THERE is no doubt that Darlington's High Row requires some money spending on it. It needs to spruce up its image, to tidy up its features.

It needs to be rid of the buses which drive around as if they own the place - a town centre should be designed around people, not around the stench of the internal combustion engine.

But does Darlington's High Row need a wholescale change of image? By planning to remove the character-giving Victoriana and to change the idiosyncratic use of space, Darlington Council is agreeing to a wholesale change.

And if that wholescale change were to come to pass, would Darlington town centre lose its current identity, its existing uniqueness?

Would it come to look like any other modern town centre full of the same shops and the same architecture?

The Cornmill Shopping Centre has been a welcome addition to the town's shopping facilities and it has some interesting architectural features - most notably its glazed apex. But once you are inside it, you could be in any other shopping centre anywhere in Britain. It has no distinctive character of its own - will High Row go the same way with flights of uniform steps and an unrepresentative water feature?

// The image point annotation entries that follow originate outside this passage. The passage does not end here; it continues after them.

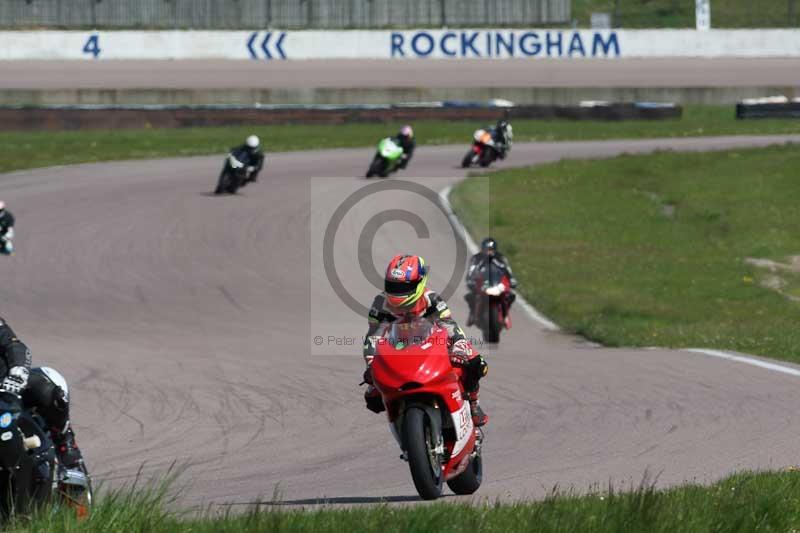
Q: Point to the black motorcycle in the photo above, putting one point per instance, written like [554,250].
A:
[236,173]
[30,474]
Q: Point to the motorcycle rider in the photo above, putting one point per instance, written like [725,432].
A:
[502,133]
[6,230]
[406,295]
[405,140]
[43,389]
[487,253]
[251,155]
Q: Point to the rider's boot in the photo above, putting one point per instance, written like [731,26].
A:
[479,418]
[373,399]
[68,452]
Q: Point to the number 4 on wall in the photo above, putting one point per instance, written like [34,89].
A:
[92,45]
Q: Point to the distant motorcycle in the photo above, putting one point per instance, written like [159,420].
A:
[6,244]
[485,150]
[387,159]
[491,292]
[235,174]
[30,474]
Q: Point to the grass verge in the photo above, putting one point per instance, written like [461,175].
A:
[743,502]
[681,13]
[655,249]
[21,150]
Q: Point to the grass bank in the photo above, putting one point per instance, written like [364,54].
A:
[744,502]
[678,250]
[681,14]
[20,150]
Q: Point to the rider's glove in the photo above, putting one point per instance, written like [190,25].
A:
[460,352]
[16,380]
[370,348]
[368,376]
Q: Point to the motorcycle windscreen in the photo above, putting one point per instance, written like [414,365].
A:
[414,351]
[489,274]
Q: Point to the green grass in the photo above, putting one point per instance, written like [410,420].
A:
[681,13]
[19,150]
[650,250]
[745,502]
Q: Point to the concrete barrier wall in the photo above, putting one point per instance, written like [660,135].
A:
[306,14]
[412,44]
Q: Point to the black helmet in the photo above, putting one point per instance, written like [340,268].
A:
[489,245]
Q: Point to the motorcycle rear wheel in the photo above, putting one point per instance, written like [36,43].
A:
[487,157]
[228,184]
[493,325]
[468,481]
[423,461]
[468,160]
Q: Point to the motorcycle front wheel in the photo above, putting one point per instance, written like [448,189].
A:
[423,460]
[377,167]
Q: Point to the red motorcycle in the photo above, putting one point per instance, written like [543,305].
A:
[485,150]
[425,404]
[491,296]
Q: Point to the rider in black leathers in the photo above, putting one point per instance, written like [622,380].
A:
[501,134]
[251,156]
[42,389]
[405,140]
[6,230]
[488,252]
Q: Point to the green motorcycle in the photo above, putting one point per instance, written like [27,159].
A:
[387,159]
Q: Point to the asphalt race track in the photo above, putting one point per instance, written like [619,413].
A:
[184,324]
[471,73]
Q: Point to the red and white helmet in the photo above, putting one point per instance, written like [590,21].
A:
[405,281]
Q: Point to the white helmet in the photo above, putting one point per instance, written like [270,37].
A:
[252,142]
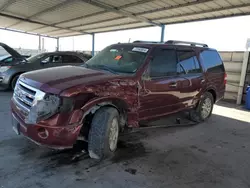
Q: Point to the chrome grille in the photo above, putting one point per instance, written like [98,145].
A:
[25,96]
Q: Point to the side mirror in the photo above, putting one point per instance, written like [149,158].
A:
[44,62]
[146,76]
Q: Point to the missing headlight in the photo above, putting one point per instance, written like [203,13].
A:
[43,109]
[67,104]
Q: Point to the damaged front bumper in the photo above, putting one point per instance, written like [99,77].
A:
[53,133]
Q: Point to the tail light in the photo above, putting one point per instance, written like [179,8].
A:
[225,78]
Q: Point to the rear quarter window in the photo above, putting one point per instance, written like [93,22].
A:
[212,61]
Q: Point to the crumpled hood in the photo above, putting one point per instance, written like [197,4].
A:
[55,80]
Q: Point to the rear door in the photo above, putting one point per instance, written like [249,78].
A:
[215,71]
[160,94]
[190,70]
[71,60]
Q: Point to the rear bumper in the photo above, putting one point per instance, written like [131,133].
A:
[55,137]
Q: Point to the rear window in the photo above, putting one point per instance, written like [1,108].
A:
[212,61]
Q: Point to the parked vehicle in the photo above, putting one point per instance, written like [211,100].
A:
[11,70]
[118,88]
[6,59]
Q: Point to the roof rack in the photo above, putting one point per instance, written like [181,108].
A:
[185,42]
[141,41]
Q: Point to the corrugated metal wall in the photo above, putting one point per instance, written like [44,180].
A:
[22,51]
[233,64]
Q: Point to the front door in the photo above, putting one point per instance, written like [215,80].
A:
[160,93]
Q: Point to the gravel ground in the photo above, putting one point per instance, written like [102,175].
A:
[211,154]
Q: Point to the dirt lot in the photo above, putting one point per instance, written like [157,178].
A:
[211,154]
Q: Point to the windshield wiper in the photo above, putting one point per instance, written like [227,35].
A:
[102,67]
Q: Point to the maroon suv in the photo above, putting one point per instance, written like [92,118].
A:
[118,88]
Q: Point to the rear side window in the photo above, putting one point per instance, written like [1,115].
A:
[187,62]
[164,63]
[212,61]
[57,59]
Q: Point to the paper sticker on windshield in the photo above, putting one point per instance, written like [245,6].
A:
[118,57]
[138,49]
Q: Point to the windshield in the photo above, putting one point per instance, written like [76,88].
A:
[35,58]
[119,59]
[4,57]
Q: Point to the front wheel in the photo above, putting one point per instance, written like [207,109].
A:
[204,109]
[104,132]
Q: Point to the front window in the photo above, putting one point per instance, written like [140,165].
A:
[119,59]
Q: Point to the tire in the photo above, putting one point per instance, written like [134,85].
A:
[103,133]
[199,114]
[13,82]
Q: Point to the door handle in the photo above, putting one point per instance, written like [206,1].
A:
[173,85]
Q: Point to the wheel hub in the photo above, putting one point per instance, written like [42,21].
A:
[206,108]
[113,135]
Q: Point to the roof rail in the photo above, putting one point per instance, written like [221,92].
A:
[141,41]
[185,42]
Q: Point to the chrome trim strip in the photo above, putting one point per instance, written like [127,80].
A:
[21,105]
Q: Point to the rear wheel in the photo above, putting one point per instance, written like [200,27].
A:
[13,82]
[104,132]
[204,109]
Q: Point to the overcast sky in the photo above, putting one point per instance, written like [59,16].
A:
[229,34]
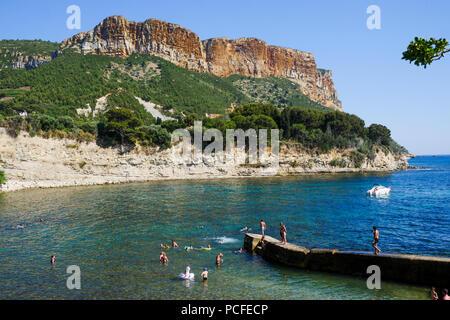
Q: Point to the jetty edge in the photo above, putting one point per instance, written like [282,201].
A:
[413,269]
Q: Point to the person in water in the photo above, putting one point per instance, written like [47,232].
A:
[205,274]
[263,227]
[445,294]
[283,232]
[376,237]
[219,259]
[434,295]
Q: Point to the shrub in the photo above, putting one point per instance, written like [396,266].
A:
[338,162]
[357,158]
[2,177]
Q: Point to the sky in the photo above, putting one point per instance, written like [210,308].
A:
[371,79]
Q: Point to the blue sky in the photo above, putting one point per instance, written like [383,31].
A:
[371,79]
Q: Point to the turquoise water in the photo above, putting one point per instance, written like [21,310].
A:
[113,234]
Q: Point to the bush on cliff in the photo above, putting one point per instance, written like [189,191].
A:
[2,177]
[120,128]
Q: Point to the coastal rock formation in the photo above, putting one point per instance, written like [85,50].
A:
[118,37]
[37,162]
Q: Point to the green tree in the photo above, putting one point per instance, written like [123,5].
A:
[380,134]
[120,128]
[423,52]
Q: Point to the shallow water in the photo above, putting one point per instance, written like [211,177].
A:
[113,234]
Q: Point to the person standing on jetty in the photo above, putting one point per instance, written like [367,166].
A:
[445,295]
[283,232]
[434,295]
[376,236]
[263,227]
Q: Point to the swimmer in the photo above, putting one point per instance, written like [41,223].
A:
[188,271]
[205,274]
[218,259]
[163,258]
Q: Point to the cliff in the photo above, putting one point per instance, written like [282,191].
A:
[118,37]
[36,162]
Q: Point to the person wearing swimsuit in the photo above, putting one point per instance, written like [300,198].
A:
[283,232]
[263,227]
[205,274]
[376,236]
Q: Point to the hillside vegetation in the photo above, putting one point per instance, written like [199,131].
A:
[47,101]
[10,49]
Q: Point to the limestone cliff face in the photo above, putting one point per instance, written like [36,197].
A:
[115,36]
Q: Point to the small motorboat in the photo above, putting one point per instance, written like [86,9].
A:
[378,190]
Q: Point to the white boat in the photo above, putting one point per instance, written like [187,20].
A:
[378,190]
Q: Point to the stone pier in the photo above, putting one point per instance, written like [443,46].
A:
[414,269]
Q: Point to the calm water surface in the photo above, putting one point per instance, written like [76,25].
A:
[113,234]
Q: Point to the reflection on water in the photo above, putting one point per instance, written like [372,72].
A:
[114,232]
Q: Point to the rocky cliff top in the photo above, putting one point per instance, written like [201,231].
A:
[118,37]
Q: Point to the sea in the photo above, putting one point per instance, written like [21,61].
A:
[113,233]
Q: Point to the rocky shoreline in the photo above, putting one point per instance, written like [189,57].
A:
[36,162]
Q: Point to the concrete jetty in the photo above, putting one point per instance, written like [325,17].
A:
[414,269]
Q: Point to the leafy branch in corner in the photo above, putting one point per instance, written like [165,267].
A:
[424,52]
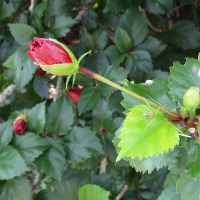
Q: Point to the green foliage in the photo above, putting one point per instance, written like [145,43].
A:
[89,192]
[88,99]
[30,146]
[22,33]
[52,162]
[81,144]
[182,77]
[66,152]
[9,159]
[140,136]
[14,189]
[36,118]
[193,160]
[59,117]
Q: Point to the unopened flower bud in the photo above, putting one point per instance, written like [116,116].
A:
[149,114]
[19,124]
[191,98]
[53,56]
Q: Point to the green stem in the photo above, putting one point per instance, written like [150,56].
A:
[192,116]
[87,72]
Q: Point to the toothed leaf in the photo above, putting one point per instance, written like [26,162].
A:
[145,137]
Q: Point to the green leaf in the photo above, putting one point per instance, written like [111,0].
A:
[53,161]
[36,118]
[60,25]
[60,116]
[6,133]
[134,23]
[158,74]
[24,67]
[4,10]
[81,144]
[9,63]
[88,163]
[193,161]
[139,61]
[122,40]
[159,6]
[114,56]
[63,190]
[157,92]
[96,61]
[184,34]
[88,99]
[152,45]
[30,146]
[170,194]
[22,33]
[40,85]
[91,192]
[102,116]
[115,6]
[140,135]
[100,39]
[114,74]
[151,163]
[15,189]
[12,164]
[182,77]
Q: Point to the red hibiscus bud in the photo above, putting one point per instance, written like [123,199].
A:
[40,72]
[19,124]
[74,93]
[53,56]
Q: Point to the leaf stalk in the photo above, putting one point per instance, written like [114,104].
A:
[92,74]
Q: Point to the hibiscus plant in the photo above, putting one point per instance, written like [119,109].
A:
[99,100]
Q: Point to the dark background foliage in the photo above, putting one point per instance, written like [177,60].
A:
[67,145]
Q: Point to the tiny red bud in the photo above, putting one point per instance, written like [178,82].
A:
[19,125]
[74,93]
[40,72]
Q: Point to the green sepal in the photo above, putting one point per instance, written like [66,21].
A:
[64,68]
[61,69]
[67,81]
[85,54]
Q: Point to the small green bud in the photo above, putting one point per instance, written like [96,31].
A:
[191,98]
[149,114]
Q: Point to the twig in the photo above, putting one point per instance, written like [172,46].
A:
[104,163]
[121,194]
[182,134]
[36,187]
[7,92]
[31,7]
[58,87]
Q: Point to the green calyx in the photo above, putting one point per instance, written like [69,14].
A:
[191,99]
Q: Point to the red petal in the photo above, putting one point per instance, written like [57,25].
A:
[47,52]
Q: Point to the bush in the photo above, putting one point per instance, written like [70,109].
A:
[135,140]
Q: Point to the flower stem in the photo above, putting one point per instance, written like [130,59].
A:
[87,72]
[192,116]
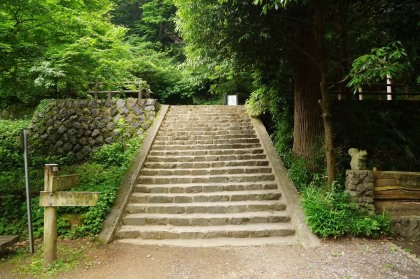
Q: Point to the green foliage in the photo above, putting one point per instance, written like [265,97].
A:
[386,61]
[55,48]
[116,154]
[10,150]
[332,214]
[32,265]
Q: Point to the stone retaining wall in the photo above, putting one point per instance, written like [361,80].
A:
[77,126]
[397,193]
[359,184]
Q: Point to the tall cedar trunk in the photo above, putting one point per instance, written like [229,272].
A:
[307,113]
[321,59]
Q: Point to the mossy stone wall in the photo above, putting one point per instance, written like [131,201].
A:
[75,127]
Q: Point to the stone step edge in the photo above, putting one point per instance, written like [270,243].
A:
[230,193]
[209,163]
[250,214]
[213,150]
[215,242]
[155,157]
[206,229]
[204,187]
[269,203]
[267,169]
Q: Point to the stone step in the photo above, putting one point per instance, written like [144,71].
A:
[193,128]
[178,179]
[204,187]
[206,207]
[215,242]
[205,133]
[206,158]
[260,195]
[205,232]
[207,141]
[205,137]
[205,219]
[206,164]
[156,147]
[207,171]
[214,152]
[206,121]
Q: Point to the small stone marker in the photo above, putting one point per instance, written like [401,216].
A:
[50,199]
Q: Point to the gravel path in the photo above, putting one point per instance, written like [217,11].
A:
[349,258]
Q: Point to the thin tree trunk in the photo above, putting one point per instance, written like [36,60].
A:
[324,101]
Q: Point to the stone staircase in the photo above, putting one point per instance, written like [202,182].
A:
[206,181]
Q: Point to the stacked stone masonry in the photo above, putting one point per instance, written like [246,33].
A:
[397,193]
[359,184]
[78,126]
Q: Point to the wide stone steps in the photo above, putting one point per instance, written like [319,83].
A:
[206,164]
[205,121]
[205,232]
[204,219]
[206,133]
[204,187]
[214,242]
[206,171]
[206,158]
[205,137]
[206,207]
[176,179]
[205,197]
[206,146]
[215,129]
[206,141]
[218,152]
[206,176]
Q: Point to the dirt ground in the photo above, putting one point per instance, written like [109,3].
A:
[348,258]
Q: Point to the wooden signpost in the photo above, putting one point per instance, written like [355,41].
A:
[51,198]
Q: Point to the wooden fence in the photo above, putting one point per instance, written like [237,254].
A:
[384,91]
[140,89]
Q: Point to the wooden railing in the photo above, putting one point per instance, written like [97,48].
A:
[384,91]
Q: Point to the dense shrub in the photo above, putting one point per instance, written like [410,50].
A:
[333,214]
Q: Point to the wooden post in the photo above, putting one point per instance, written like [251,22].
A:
[96,90]
[388,88]
[50,217]
[360,94]
[140,92]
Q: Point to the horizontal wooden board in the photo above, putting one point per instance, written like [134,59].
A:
[396,193]
[7,240]
[398,208]
[65,182]
[68,198]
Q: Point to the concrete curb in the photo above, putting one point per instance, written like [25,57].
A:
[113,219]
[291,196]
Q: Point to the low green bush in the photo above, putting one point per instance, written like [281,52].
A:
[333,214]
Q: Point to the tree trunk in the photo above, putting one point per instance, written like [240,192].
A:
[324,101]
[307,121]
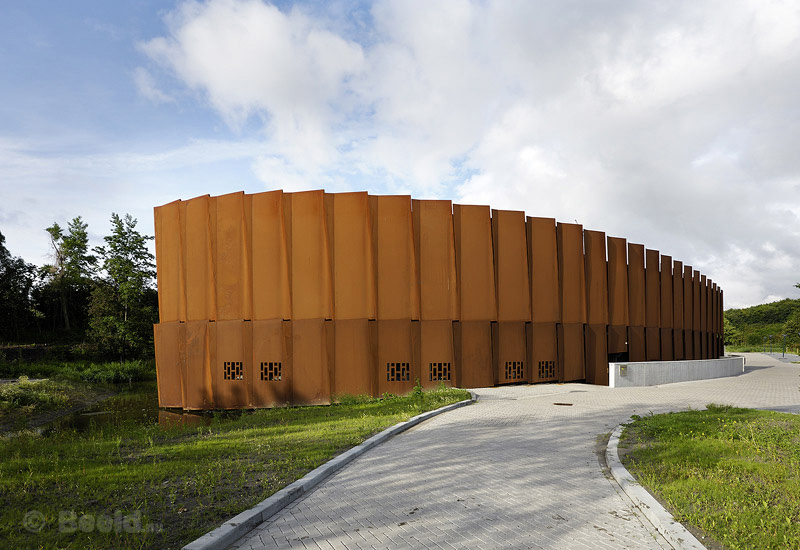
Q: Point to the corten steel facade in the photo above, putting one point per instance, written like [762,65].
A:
[278,298]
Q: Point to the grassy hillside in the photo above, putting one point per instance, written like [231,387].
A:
[748,327]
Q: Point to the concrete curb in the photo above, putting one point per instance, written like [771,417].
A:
[241,524]
[675,534]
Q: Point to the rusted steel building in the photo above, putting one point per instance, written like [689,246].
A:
[290,298]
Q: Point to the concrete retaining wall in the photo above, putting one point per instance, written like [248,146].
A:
[654,373]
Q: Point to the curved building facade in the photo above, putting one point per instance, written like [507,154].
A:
[277,298]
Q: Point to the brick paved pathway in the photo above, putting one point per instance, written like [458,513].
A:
[514,470]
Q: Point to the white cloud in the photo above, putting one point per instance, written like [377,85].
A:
[672,124]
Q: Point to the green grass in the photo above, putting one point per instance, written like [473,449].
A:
[109,372]
[185,480]
[733,473]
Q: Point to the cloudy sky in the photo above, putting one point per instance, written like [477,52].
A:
[673,124]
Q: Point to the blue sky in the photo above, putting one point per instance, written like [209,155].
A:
[674,125]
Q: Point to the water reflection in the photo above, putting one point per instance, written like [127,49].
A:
[135,404]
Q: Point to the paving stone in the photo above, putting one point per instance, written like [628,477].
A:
[513,470]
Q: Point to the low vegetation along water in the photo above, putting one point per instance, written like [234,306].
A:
[123,474]
[731,474]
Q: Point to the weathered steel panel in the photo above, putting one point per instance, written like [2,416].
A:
[677,295]
[696,311]
[473,348]
[436,268]
[572,281]
[198,256]
[272,298]
[667,346]
[594,245]
[232,261]
[355,352]
[688,345]
[231,362]
[354,283]
[697,346]
[474,262]
[677,345]
[398,294]
[688,304]
[543,268]
[271,376]
[398,364]
[636,347]
[636,285]
[510,354]
[652,344]
[666,294]
[617,281]
[169,362]
[169,263]
[310,268]
[595,341]
[703,303]
[652,285]
[543,352]
[437,356]
[703,345]
[714,312]
[570,352]
[312,358]
[618,340]
[196,373]
[510,248]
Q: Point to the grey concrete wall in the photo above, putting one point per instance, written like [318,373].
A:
[653,373]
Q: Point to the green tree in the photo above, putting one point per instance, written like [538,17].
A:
[124,302]
[16,281]
[791,328]
[69,277]
[731,333]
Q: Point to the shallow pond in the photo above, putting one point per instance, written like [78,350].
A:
[134,403]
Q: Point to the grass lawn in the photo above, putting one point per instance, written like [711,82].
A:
[732,473]
[87,489]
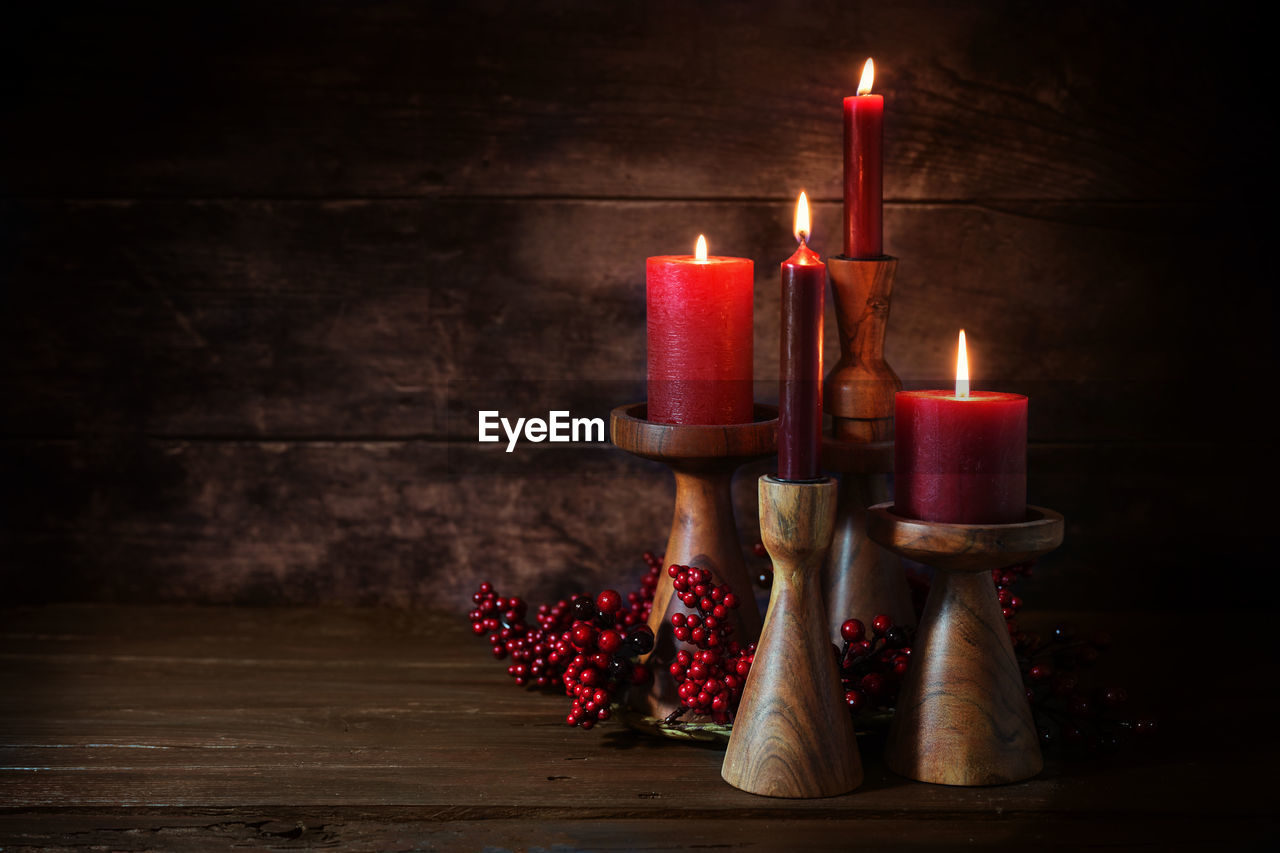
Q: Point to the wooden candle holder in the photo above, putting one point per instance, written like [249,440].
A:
[860,579]
[792,735]
[703,532]
[961,715]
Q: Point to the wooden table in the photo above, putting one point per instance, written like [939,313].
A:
[187,728]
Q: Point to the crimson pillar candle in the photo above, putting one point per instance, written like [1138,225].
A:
[960,456]
[864,165]
[804,283]
[699,331]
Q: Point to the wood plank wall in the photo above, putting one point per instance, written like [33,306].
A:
[263,263]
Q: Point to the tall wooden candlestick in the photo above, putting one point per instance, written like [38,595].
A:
[703,532]
[792,735]
[860,579]
[961,715]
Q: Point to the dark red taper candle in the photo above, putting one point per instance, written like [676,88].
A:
[804,283]
[864,168]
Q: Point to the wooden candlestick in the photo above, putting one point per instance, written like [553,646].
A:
[862,579]
[961,715]
[792,735]
[703,532]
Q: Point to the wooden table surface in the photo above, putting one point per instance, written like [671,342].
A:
[188,728]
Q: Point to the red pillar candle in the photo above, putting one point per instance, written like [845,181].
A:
[960,457]
[804,282]
[699,324]
[864,165]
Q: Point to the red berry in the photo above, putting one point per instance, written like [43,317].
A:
[609,641]
[609,601]
[583,635]
[853,630]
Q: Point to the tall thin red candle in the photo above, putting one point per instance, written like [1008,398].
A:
[699,329]
[864,165]
[804,283]
[960,456]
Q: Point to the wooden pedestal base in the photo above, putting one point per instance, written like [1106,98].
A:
[961,716]
[792,735]
[703,532]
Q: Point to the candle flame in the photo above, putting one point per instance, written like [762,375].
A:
[963,369]
[801,229]
[864,86]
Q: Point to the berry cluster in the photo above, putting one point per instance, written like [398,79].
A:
[1066,712]
[510,635]
[708,680]
[600,653]
[872,669]
[542,652]
[1005,580]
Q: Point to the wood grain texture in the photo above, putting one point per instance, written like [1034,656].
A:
[392,521]
[859,578]
[968,547]
[243,247]
[201,728]
[792,735]
[961,715]
[860,386]
[568,99]
[396,319]
[703,529]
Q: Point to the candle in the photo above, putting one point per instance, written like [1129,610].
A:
[699,328]
[960,456]
[804,282]
[864,140]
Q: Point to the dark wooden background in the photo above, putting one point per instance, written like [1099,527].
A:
[263,261]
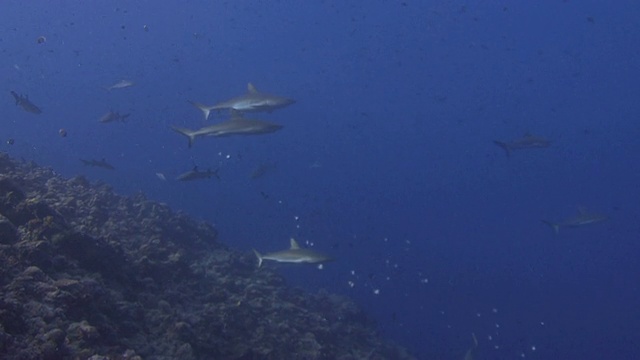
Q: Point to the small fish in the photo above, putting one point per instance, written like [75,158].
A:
[120,85]
[112,117]
[584,217]
[196,174]
[25,103]
[95,163]
[237,125]
[294,254]
[528,141]
[252,101]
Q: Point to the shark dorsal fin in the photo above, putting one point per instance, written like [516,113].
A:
[235,114]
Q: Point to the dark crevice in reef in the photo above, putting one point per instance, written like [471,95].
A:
[86,273]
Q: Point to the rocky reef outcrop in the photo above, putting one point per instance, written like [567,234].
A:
[88,274]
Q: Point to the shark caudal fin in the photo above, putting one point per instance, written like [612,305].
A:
[554,226]
[206,110]
[258,256]
[186,132]
[504,146]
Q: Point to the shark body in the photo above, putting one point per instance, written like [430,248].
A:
[252,101]
[26,104]
[527,141]
[237,125]
[584,217]
[294,254]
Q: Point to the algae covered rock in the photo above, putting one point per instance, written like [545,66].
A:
[88,274]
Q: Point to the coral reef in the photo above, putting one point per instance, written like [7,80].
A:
[88,274]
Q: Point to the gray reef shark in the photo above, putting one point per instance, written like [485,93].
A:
[237,125]
[112,116]
[527,141]
[95,163]
[294,254]
[120,85]
[25,103]
[470,352]
[252,101]
[196,174]
[584,217]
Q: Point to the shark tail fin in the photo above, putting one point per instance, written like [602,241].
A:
[206,110]
[186,132]
[259,256]
[504,146]
[554,226]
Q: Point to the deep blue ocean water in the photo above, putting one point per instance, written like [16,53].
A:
[386,161]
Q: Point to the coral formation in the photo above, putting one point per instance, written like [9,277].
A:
[88,274]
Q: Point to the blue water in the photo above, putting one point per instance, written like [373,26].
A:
[386,161]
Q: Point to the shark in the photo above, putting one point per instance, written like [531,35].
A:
[584,217]
[527,141]
[196,174]
[470,352]
[120,85]
[294,254]
[252,101]
[26,104]
[95,163]
[236,125]
[112,116]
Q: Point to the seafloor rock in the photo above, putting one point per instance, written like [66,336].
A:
[88,274]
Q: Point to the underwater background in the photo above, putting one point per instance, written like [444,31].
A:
[386,161]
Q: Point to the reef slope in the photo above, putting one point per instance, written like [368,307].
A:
[88,274]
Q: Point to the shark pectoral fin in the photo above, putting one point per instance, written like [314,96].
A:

Before embarking upon such wholesale and historic change, the council has to have an overwhelming argument to put before the people about why that change is so necessary and beneficial - and why the existing features cannot be restored and conserved.

At the moment, the council does not have an overwhelming argument. It just has a vague, detail-less concept. Yet it expects its people to be happy that this concept should be pushed through, flattening the features that a century of Darlingtonians have grown up regarding as the identity of their home town.

And, of all the councils in the North-East, Darlington has to be the most careful in this respect. Because 30 years ago, the previous generation of councillors tried to force through the Shepherd Plan which would have destroyed all the historic features of the Market Place.

Pressure from townspeople eventually caused the rejection of the Shepherd Plan - thankfully, because, with hindsight, it is now unanimously regarded as a hideous 1960s abomination.

Before the council proceeds this time, it has to present a detailed case to its public, and it has to debate and discuss that case fully in public. And it has to carry its public with it.

It has yet to do any of these things.